EEP: What’s your latest project?

LM: Besides my work on EEP’s latest podcasts & graphic novels, I have been working on with the leather armorers at Daughters of the Forge, designing logos for an upcoming card game, and adapting me and my friend’s D&D campaign into a comic. Busy times.

EEP: How do you stay creatively motivated in these unusual times?

LM: I struggle with it a lot!!! My main goal this and last year has been to protect the longevity of my creative pond – tend the nearby plants, don’t let it get overgrown with lilies, and prevent pollution. There’s no need to burn out on one huge project, especially with the world currently as it is.

“My main goal this and last year has been to protect the longevity of my creative pond […] There’s no need to burn out on one huge project, especially with the world currently as it is.”

– LAURA MARTIN

EEP: What advice do you wish you had received when you were younger?

LM: There’s always been these unconscious barriers that I created for myself.
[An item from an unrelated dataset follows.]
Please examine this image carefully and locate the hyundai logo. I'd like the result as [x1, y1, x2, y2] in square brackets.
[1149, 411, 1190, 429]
DELETE THEM! Eliminate the red tape in your brain. There’s no rule that says you can’t work in a different program, re-arrange the bedroom furniture, or anything else you can think of. 

EEP: What’s your superpower?

LM: I care! It’s kinda silly and simple, but I really do. There’s not really any way that I can put myself into a project, or a friendship, or a story without fully investing in it. 

I get really fascinated with narratives – to the point where the scary ones keep me up at night, and the sad ones make me weep and ruin my day. (My strength is also my weakness. Curse you, double edged sword!) But I can also take a story and learn so much from it. I’ve taken characters and used them as avatars to help me through painful times in my life. If Buffy can do it, so can I.

“I’ve taken characters and used them as avatars to help me through painful times in my life. If Buffy can do it, so can I.”